One of China’s greatest modern authors, Ba Jin, took his pen name from syllables in the Chinese transliterated names of the revolutionaries Bakunin and Kropotkin. Young Chinese women, leaving their families to take part in the communist uprising of the 1940s, would cite Turgenev’s poem Threshold (1878). The work is written in the voice of a man speaking to a young woman about to join the anti-tsarist movement; he says she will suffer “alienation” and “loneliness”, to which she replies: “I know, and I still want to enter.”
The heyday of that Russian influence was in the 1940s, when Soviet ideology and the lure of Soviet technology also influenced Chinese visions of Moscow as the future, and in the 1950s, when the country was isolated from the US. It was emotionally distinct from the anti-foreign Cultural Revolution that Xi grew up with, but it was very much the world of his father, the veteran revolutionary general Xi Zhongxun.

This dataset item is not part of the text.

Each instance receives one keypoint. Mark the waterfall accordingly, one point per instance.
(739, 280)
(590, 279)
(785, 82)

From the 1960s to the end of the cold war, the love turned to hatred, as ideological disputes brought the two countries close to war over border islands on the Ussuri River in 1969, prompting Chinese enthusiasm for the opening to the US that took place just over 50 years ago.
In recent decades, the relationship has become warmer, as Moscow and Beijing realise that it gives them both cover against the encroachment of the west.
Yet the post-cold war trajectory of Putin’s Russia and Xi’s China is not the same. China has seen its economy and global influence soar, while Russia’s spending power and life expectancy have shrunk. In some areas, such as central Asia, cooperation masks mutual distrust. Russian residents of Siberia have become increasingly resentful of Chinese investment in their region. China has created one of the most powerful civilian and military economies in the world, yet Russia’s elites still look to the west, many considering China rich but “uncultured” (nekulturny, a much stronger insult in Russian than English).
China feels a little superior because Russia has never come up with a Huawei; Russia is a touch contemptuous because China has never produced a Dostoyevsky. In that ambivalence, along with unmentioned episodes such as the 1979 proxy war between them, lies a shared history of respect and resentment. This still seems to flavour the relationship today between Xi and Putin.